The firm's projects range from small buildings, such as the Guest House in the Laurentian Mountains (2007), to institutional buildings, such as the Communication, Culture and Technology Building for the University of Toronto at Mississauga (2004) and the Perimeter Institute for Theoretical Physics in Waterloo, Ontario (2004).

In 2004, Saucier + Perrotte Architectes represented Canada at the Architecture Biennale of Venice.

== Design Approach ==
The firm emphasizes the symbolic and physical importance of the architectural setting; merging architecture, landscape, and geology into one. Their designs often depict and capture the nature and mood of what is happening inside, through shapes, materials, and colours.

Most of their projects, such as the Anne-Marie Edward Science Building, UBC Faculty of Pharmaceutical Sciences, Perimeter Institute for Theoretical Physics, have achieved LEED certification.

Projects range from single family homes to neighbourhood redevelopment and master planning, from pavilions, museums, and theatres to residential complexes, from product designs to interior designs.

== Founders ==
=== Gilles Saucier ===
Gilles Saucier (born 22, December, 1959 in Ste-Françoise, Quebec) grew up in the countryside, interested and inspired by the nature and trees surrounding him.

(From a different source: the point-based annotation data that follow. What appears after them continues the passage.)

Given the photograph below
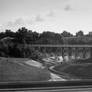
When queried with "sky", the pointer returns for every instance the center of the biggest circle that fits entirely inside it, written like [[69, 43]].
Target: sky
[[46, 15]]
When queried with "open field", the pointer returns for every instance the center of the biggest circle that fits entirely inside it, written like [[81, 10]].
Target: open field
[[79, 71], [14, 69]]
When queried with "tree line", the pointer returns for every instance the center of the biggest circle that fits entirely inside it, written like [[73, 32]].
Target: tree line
[[10, 42]]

He previously studied biology in university, however, 2 years in, he switched into architecture. His drawing teacher referred him to an architecture professor, who accepted him on the spot.

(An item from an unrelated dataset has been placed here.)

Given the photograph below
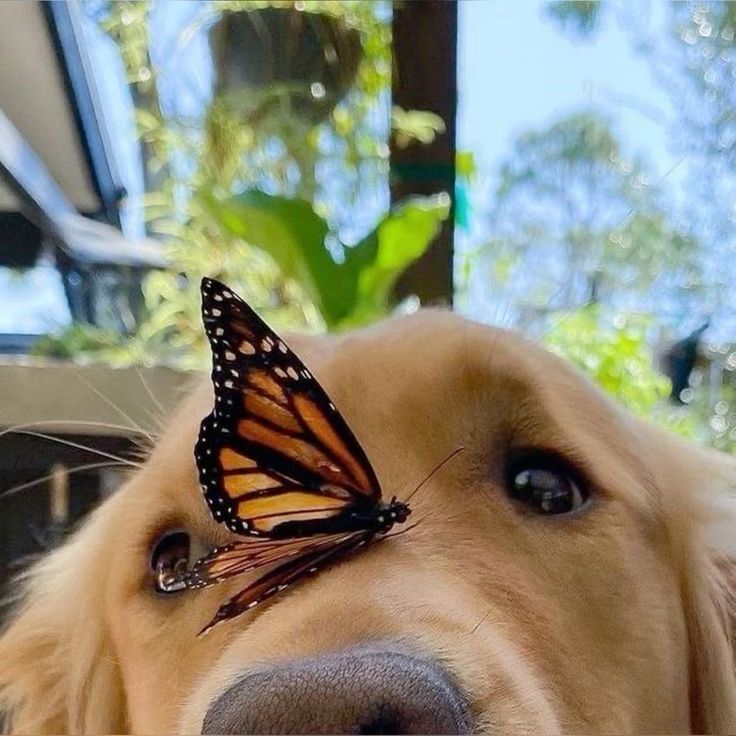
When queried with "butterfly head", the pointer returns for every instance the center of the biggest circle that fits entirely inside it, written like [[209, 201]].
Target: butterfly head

Gilles Saucier received his architectural degree from Université Laval in Quebec City in 1982. Saucier is responsible for the overall design of every project. Aside from design, Saucier is an avid photographer. Photography helps refine his approach to architecture.

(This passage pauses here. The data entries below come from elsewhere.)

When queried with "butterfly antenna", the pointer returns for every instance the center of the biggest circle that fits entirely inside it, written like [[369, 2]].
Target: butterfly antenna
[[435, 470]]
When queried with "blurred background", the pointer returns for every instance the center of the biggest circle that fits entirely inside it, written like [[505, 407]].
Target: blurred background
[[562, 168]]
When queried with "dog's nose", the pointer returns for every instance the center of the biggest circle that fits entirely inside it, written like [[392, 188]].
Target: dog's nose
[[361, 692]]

Since 1989, many universities in North America have invited him to be a guest lecturer and critic, including the University of Toronto, McGill University, University of Montreal, University of British Columbia, University of Seattle, and Massachusetts Institute of Technology. He is currently a course lecturer at the McGill School of Architecture.

=== André Perrotte ===
André Perrotte (born 6, June, 1959 in Ste-Foy, QC) received his Bachelor of Architecture at Laval University in Quebec City in 1982. Perrotte is responsible for coordinating the design and construction process steps, as well as managing the dossier of every client. Perrotte works with Saucier to design and communicate information between all design processes. Perrotte manages multidisciplinary teams, from costs to schedules, control to production, and techniques to construction systems. He approaches construction as a contemporary cultural expression.

Perrotte has been invited as a guest critic and lecturer by many Canadian universities, including the University of Toronto, University of Waterloo, University of Montreal, McGill University, and UQAM (University of Quebec at Montreal).

== Projects ==

=== Complexe Sportif Saint-Laurent (Saint-Laurent Sports Complex) ===
2017, Montreal, Canada

In collaboration with HCMA Architecture + Design.

The Saint-Laurent Sports Complex is located between the character neutral and horizontally formed Émile Legault School and Raymond Bourque Arena. The Sports Complex design had to physically and visually connect with Marcel Laurin Park (north of the site), and the green band running along Thimens Boulevard.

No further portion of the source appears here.